Die meisten berühmten Bücher langweilten ihn so sehr, daß er sie nicht einmal annähernd zu Ende las. Vor allem die Privataffären und Familiengeschichten ödeten ihn an. Märchen zog er bei weitem vor. Sie waren auch viel kürzer. Amanshau-sers Arbeitsscheu erstreckte sich sogar auf die Lektüre. Lange Zeit konnte er sich nicht dazu entschließen, die Schriftstellerei ernsthaft als Beschäftigung ins Auge zu fassen. Er hätte das wohl nie getan, wenn ihn nicht äußere Umstände dazu gedrängt hätten. Seine Eltern hatten die Unvorsichtigkeit begangen, ihn nicht als Alleinerben eines großen Vermögens zurückzulassen. Sonst wäre der Name Amanshauser entweder gar nicht oder erst sehr spät mit Literatur in Verbindung gebracht worden.
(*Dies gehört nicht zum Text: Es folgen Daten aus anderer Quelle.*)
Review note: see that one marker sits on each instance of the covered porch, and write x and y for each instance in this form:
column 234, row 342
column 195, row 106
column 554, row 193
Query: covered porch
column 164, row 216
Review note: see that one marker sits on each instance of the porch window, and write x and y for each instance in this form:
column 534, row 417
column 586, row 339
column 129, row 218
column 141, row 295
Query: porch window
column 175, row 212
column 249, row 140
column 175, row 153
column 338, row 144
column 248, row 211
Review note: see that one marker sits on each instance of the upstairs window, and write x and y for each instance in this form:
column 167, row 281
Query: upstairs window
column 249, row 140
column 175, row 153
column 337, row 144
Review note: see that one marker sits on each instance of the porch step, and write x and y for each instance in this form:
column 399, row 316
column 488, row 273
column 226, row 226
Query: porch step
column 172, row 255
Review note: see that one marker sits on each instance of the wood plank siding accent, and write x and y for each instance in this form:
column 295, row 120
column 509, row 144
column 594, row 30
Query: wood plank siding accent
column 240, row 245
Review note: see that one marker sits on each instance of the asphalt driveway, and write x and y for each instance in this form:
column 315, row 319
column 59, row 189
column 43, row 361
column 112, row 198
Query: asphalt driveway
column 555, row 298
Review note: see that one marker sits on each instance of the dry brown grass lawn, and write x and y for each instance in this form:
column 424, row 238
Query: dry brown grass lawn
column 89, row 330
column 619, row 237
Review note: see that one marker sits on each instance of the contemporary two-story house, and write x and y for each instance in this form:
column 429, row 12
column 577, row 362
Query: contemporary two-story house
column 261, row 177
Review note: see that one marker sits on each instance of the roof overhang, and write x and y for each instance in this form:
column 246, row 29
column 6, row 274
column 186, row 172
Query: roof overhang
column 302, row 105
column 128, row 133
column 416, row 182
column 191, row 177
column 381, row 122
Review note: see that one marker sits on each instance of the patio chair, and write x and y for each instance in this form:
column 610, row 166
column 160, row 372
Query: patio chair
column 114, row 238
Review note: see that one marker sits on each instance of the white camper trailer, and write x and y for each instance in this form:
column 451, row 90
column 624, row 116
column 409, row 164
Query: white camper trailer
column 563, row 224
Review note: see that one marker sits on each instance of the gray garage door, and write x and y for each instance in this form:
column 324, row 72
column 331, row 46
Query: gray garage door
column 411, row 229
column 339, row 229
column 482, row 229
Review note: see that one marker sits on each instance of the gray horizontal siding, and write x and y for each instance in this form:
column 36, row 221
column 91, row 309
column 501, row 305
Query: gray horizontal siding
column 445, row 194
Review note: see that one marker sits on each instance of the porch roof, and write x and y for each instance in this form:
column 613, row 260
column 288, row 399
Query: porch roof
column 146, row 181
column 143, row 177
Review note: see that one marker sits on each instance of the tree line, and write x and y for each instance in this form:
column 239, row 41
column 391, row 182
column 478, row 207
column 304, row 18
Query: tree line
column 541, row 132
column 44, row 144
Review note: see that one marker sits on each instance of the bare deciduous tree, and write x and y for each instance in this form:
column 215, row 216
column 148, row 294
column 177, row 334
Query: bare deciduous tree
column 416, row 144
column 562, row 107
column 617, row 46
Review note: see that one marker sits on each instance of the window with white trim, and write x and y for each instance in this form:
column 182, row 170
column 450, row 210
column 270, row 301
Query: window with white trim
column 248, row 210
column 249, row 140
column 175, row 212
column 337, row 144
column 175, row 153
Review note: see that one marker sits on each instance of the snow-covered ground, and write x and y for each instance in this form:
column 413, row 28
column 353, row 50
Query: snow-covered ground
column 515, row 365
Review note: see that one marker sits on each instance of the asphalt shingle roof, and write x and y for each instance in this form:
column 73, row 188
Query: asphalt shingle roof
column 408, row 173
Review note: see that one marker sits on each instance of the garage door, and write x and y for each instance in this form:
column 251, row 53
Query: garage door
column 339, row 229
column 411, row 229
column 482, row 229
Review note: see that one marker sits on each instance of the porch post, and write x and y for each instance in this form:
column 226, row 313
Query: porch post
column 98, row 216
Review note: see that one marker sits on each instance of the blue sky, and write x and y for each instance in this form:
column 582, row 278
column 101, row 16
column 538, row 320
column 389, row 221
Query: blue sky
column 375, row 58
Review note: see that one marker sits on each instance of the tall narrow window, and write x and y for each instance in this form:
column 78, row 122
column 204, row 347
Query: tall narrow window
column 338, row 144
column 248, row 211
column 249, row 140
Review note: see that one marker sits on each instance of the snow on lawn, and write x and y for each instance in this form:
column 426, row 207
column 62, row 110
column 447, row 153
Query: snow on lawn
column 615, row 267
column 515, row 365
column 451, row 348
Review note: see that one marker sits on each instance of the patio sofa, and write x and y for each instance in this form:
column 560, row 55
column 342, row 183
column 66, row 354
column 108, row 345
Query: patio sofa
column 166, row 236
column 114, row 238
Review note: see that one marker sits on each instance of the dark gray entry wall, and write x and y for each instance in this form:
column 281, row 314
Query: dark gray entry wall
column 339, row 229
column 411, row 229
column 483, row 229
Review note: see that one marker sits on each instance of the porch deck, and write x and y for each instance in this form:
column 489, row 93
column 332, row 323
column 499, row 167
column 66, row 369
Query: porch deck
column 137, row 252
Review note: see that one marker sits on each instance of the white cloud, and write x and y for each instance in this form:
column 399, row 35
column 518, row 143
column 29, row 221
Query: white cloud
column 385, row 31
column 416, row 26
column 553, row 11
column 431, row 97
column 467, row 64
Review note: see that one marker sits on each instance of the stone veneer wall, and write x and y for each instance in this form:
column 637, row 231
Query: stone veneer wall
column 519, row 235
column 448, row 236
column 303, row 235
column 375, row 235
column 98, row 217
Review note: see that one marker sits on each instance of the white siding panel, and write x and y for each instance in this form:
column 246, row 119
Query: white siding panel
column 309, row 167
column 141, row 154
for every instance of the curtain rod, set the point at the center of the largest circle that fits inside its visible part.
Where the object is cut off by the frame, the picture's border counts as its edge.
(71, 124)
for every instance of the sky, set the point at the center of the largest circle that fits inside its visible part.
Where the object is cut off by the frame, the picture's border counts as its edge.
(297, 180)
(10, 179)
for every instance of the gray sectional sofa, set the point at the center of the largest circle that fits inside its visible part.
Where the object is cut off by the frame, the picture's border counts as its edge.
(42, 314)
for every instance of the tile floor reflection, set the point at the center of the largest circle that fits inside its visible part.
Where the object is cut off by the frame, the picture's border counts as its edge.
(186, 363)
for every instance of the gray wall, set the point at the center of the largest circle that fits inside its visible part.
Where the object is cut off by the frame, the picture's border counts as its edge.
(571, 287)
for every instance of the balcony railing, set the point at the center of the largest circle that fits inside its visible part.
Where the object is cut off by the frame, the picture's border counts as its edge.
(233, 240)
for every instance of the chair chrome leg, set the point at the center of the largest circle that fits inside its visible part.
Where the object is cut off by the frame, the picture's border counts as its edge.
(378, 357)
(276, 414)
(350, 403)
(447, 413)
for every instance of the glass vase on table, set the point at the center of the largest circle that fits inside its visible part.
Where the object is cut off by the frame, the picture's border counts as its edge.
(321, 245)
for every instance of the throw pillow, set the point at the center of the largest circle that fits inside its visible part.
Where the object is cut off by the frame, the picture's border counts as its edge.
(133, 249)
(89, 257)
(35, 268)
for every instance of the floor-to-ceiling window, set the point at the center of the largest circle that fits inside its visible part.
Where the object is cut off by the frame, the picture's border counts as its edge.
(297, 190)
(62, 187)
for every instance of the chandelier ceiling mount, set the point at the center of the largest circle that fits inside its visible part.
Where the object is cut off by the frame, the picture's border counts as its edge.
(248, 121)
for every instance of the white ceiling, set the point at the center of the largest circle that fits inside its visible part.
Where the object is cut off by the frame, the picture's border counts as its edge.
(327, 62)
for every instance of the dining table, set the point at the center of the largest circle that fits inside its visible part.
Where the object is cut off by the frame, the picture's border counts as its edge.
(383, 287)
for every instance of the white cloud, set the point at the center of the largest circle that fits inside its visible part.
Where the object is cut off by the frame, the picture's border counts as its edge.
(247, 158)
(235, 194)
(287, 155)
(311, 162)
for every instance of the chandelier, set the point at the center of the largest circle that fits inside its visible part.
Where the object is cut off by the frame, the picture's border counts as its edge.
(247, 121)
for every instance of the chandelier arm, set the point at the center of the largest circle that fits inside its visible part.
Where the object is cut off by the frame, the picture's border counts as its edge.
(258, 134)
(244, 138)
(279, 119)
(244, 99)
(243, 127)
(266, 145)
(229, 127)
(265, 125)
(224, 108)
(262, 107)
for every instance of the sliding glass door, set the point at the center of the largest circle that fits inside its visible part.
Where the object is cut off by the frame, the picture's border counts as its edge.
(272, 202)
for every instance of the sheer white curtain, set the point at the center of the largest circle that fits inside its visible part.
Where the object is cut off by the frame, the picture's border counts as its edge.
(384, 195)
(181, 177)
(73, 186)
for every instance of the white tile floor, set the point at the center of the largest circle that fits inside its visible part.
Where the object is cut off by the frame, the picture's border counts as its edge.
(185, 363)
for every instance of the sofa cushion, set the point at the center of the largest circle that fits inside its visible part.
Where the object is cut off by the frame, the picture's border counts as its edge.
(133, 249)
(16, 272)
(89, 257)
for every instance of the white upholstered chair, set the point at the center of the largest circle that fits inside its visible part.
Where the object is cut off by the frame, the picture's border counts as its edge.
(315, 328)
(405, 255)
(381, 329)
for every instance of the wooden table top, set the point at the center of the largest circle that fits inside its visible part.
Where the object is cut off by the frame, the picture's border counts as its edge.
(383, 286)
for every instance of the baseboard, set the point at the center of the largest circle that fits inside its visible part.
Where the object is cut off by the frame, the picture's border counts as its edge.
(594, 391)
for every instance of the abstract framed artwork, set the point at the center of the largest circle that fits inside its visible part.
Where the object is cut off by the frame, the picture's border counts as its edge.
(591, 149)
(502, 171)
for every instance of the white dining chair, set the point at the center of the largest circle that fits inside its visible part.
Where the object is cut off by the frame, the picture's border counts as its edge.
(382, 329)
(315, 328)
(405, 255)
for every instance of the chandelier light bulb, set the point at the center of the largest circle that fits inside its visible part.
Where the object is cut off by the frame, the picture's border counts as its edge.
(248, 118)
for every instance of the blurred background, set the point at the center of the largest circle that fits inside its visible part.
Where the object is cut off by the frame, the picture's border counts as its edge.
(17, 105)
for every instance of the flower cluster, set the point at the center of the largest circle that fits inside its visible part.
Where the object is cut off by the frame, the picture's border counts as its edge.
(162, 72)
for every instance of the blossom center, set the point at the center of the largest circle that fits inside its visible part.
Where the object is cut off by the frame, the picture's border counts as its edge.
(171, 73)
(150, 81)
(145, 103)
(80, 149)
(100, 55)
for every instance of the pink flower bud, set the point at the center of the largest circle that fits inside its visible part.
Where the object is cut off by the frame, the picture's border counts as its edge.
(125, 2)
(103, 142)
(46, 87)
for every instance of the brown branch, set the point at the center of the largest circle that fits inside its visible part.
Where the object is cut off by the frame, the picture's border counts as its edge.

Amanshauser mußte sich also dazu bequemen, Bücher oder wenigstens kleine Bagatellen zu publizieren. Wenn er sie dann in Schaufenstern sah, hatte er irgendwie das Gefühl, nicht der Verfasser zu sein. War er denn wirklich so lange über einer schriftstellerischen Arbeit gesessen? Diese Verwunderung war allerdings nur Teil einer größeren Verwunderung, die ihn überallhin begleitete: Verwunderung darüber nämlich, daß er überhaupt als Mensch und speziell als Ausüber der Bräuche eines bestimmten Zeitalters und eines bestimmten Ortes anerkannt wurde. Er imitierte das Gehabe der Leute ohne jede Überzeugung. Selten konnte er irgendeine öffentliche Einrichtung, sagen wir einen Autobus, benützen, ohne daran zu denken, daß er plötzlich aus seiner fadenscheinigen Rolle fallen und als ein nicht zur Population gehöriges Wesen entlarvt und umringt werden könnte.

Als Verlegenheitsschriftsteller neigte Amanshauser zu satirischen Spitzen. Er war erstaunt darüber, daß diese psychologisch doch leicht durchschaubaren Manöver nicht sogleich als verkappte Racheakte erkannt und diffamiert wurden. Doch in der Literatur geht es zu wie in allen unfundierten Disziplinen: Wenn einer nur lange und suggestiv genug gewisse Launen hervorkehrt, beginnen sie ansteckend zu wirken, und die Leute sind schließlich froh, daß etwas Neues zitiert werden kann. Denn ihre Existenz ist selbst unfundiert.